The Court gave Plaintiff’s argument the back of its hand.  Citing Tyree, the Court held, “Because Defendant Synthes is a ‘manufacturer of medical devices,’ the learned intermediary doctrine applies to the Plaintiff’s failure to warn claims.”  Id. at *17 (citation to Tyree omitted).   The Court emphasized that Tyree limited the application of State ex rel. Johnson & Johnson v.

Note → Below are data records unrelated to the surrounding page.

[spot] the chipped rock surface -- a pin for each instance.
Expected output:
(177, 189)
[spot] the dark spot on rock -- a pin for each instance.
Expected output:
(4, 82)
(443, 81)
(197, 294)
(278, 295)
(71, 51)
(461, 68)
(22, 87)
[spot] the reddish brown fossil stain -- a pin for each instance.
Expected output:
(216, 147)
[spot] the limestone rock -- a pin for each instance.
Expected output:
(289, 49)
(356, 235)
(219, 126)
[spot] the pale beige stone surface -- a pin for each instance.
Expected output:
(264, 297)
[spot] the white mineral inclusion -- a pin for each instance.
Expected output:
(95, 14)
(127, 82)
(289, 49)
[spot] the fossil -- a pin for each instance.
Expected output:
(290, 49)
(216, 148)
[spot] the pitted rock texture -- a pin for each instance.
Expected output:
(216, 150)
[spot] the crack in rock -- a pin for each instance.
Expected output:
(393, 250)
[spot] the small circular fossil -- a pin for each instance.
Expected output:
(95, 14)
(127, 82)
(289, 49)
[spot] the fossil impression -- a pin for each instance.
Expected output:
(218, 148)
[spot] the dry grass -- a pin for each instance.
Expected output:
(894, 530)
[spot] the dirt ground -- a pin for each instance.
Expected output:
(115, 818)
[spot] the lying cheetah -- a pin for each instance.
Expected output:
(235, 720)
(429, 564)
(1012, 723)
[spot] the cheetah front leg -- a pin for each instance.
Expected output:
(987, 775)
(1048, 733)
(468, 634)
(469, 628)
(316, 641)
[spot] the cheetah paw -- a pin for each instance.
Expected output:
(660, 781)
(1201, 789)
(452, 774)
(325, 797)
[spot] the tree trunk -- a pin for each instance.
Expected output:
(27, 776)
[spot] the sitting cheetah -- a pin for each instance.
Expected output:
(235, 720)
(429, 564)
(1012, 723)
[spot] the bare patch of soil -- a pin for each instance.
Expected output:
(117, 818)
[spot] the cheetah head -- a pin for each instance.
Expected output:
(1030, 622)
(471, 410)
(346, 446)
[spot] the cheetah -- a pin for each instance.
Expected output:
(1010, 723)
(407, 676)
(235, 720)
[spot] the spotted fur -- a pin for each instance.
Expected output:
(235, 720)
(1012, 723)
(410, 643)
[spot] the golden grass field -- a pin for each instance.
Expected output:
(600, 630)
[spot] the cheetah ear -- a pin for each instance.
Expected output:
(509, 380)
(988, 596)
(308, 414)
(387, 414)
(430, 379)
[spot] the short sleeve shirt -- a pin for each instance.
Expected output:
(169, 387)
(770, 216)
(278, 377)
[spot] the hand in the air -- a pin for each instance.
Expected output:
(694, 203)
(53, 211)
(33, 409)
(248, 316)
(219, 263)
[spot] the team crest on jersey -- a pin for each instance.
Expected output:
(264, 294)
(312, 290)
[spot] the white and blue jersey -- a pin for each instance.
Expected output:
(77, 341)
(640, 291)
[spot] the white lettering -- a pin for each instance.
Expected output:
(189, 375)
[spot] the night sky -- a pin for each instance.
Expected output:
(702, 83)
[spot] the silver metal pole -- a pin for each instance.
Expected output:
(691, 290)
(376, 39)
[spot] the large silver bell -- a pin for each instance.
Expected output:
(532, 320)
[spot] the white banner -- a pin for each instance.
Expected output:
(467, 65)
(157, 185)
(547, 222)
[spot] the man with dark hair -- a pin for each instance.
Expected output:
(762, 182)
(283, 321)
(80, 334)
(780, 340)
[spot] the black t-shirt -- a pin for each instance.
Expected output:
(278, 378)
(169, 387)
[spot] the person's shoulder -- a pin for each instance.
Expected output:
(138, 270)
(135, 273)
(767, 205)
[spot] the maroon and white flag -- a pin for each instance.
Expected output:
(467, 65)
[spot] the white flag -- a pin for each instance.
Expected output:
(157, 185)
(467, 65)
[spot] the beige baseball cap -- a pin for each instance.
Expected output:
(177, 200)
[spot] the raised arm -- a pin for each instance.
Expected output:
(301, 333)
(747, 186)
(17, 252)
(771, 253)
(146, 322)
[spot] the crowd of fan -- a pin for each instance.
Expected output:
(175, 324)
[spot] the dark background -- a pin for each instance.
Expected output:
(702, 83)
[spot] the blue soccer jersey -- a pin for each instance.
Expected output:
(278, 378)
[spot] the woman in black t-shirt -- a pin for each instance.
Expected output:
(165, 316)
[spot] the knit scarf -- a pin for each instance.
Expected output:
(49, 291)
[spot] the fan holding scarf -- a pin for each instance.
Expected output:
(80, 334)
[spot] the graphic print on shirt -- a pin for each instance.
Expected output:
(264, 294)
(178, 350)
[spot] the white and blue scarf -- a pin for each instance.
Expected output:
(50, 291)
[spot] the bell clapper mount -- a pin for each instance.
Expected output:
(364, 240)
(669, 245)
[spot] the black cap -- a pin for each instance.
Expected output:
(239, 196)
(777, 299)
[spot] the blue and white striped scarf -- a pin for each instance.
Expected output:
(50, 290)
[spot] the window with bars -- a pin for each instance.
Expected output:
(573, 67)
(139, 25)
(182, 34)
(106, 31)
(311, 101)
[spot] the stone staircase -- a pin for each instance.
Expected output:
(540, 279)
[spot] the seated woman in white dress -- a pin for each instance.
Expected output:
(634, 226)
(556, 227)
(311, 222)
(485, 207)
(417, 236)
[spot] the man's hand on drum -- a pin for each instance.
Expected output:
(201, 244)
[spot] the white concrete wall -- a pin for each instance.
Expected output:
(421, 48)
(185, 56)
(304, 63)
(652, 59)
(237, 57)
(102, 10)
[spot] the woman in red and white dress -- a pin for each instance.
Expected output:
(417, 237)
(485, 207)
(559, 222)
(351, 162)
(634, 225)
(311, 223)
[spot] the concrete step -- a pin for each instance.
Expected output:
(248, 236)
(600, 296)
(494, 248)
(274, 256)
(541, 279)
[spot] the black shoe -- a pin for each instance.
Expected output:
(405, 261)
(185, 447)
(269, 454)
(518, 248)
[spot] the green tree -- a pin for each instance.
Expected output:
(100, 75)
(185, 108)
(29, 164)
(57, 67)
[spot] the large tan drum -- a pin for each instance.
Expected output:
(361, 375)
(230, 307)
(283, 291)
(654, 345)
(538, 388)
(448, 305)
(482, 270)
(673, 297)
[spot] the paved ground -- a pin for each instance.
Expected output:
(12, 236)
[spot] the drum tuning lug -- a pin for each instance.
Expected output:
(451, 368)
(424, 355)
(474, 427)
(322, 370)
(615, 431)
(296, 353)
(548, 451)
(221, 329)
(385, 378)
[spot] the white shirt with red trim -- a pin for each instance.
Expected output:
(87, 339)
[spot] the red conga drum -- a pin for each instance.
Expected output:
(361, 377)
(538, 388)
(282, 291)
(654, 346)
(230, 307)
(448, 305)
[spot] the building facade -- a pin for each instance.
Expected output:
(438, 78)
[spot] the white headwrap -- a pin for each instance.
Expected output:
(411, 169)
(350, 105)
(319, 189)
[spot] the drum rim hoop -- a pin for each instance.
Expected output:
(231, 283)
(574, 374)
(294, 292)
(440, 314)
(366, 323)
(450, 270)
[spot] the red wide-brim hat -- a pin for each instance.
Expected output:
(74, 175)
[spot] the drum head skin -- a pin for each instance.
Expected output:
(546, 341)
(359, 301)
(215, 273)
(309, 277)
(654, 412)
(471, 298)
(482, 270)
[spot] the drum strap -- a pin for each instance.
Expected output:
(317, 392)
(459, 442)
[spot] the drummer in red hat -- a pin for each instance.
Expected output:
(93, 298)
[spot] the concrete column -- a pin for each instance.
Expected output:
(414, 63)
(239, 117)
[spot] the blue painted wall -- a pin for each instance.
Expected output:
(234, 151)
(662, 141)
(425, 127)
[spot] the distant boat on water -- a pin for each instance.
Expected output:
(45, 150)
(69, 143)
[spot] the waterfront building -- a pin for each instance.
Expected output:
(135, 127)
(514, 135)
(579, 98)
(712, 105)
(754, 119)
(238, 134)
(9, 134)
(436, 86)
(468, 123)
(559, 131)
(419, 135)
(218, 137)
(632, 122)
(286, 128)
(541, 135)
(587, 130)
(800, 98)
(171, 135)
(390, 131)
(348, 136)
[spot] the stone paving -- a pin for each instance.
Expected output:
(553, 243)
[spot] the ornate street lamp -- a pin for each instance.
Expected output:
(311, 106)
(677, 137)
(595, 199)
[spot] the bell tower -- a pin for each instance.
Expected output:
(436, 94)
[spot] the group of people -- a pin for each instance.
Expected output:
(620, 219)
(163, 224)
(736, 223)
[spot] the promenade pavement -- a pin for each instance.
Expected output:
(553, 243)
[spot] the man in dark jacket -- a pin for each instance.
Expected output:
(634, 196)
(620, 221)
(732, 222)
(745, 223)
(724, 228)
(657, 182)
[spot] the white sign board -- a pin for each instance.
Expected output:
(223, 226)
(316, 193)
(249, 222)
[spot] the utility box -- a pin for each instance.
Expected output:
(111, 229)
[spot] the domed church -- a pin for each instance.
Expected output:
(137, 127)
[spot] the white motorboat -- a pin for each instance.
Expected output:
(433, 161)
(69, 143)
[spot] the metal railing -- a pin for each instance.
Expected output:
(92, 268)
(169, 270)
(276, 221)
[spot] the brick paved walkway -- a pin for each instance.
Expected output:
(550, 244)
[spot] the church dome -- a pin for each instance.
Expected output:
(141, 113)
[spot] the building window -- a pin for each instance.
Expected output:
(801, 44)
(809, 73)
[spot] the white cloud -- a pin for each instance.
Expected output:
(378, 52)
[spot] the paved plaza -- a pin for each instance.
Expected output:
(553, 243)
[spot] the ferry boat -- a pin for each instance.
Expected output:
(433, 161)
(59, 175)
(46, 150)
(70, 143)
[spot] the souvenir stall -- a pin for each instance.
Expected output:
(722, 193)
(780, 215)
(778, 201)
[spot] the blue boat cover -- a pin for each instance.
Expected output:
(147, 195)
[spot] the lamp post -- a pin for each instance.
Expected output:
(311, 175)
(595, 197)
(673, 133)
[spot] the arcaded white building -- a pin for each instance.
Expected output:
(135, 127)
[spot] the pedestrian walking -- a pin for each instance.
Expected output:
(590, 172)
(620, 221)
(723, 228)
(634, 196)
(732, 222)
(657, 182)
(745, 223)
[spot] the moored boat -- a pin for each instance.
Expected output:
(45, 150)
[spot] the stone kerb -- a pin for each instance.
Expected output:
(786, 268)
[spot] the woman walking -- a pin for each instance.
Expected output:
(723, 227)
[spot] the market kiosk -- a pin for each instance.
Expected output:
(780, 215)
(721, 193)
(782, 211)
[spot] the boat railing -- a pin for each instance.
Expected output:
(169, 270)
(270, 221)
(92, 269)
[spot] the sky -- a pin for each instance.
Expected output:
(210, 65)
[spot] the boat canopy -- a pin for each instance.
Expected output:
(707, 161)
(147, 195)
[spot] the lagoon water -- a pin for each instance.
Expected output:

Karl, 647 S.E.2d 899 (2007), the West Virginia Supreme Court’s decision rejecting the learned intermediary doctrine, to cases involving “prescription drug manufacturers and manufacturers engaged in direct-to-consumer (“DTC”) advertising.”  Id (more on this later).  Granting summary judgment for Synthes on plaintiff’s warnings claims, the Court held, “This Court finds the analysis and reasoning in Tyree particularly persuasive in this case involving implantation of a plate or medical device with no evidence of direct to consumer advertising.  The learned intermediary doctrine requires Synthes to warn only the plaintiff’s treating physician about the Synthes plate.”   Id. (internal punctuation and citation
omitted).   Synthes, of course, had done just that.  And plaintiff’s warnings claim was dispatched to an appropriate learned intermediary graveyard.

We remain troubled by a window the Tyree opinion left open.  The O’Bryan court’s proclamation that the learned intermediary doctrine applied because Synthes was “a manufacturer of medical devices” buys into Tyree’s insistence that there is a distinction, for learned intermediary purposes, between prescription drugs and prescription medical devices, rendering device manufacturers more deserving of the doctrine’s constraints.  There is no such distinction (99.9% of all cases treat them identically), and, ever optimistic, we await such a proclamation in a West Virginia prescription drug case.  In the meantime, O’Bryan is another positive link in the jurisprudential chain.